Improving a parent’s confidence in their ability to manage their child’s medical condition doesn’t have to be hard. It’s about developing a relationship built on mutual respect.
So, here’s a couple of my own tips for empowering parents who need that little bit of a confidence boost:
1. Welcome them with a smile regardless
2. Check your tone of voice and body language when chatting with them
3. Acknowledge what they’ve already done for their child that is good. (Build them up!)

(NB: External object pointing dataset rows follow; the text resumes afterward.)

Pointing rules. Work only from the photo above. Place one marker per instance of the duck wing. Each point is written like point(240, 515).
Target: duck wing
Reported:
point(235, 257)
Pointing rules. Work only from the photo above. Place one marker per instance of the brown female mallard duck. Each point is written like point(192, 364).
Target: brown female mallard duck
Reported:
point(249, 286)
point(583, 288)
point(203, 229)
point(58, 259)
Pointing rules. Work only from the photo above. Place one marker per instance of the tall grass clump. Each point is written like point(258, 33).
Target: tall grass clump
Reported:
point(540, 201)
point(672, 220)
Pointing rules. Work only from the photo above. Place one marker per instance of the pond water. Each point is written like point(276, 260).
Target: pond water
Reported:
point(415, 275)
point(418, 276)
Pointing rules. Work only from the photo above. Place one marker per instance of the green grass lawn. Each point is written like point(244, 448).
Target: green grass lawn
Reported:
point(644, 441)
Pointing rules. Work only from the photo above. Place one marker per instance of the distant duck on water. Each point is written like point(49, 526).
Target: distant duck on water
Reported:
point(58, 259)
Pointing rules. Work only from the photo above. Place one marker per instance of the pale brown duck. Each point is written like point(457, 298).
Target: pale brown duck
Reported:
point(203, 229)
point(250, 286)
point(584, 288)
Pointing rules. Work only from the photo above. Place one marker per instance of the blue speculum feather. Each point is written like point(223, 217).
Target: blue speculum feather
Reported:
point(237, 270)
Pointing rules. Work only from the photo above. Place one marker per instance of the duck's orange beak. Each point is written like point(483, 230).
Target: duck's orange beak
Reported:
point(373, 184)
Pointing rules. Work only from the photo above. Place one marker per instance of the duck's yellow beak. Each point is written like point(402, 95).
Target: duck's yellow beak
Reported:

4. Build on their current knowledge by focussing on what they haven’t demonstrated that they know. For example, they gave Ventolin but didn’t check if it eased the child’s respiratory effort and respond to their symptoms
5. Arm them with information to refer back to. You could provide them with a phone triage service for example or refer them to charities or organisations that focus on their child’s medical condition and can further support them when the acute phase is over.
Ultimately, I’d much rather have an unsure parent present than an unsure parent leaving it too late so making them feel welcome is key.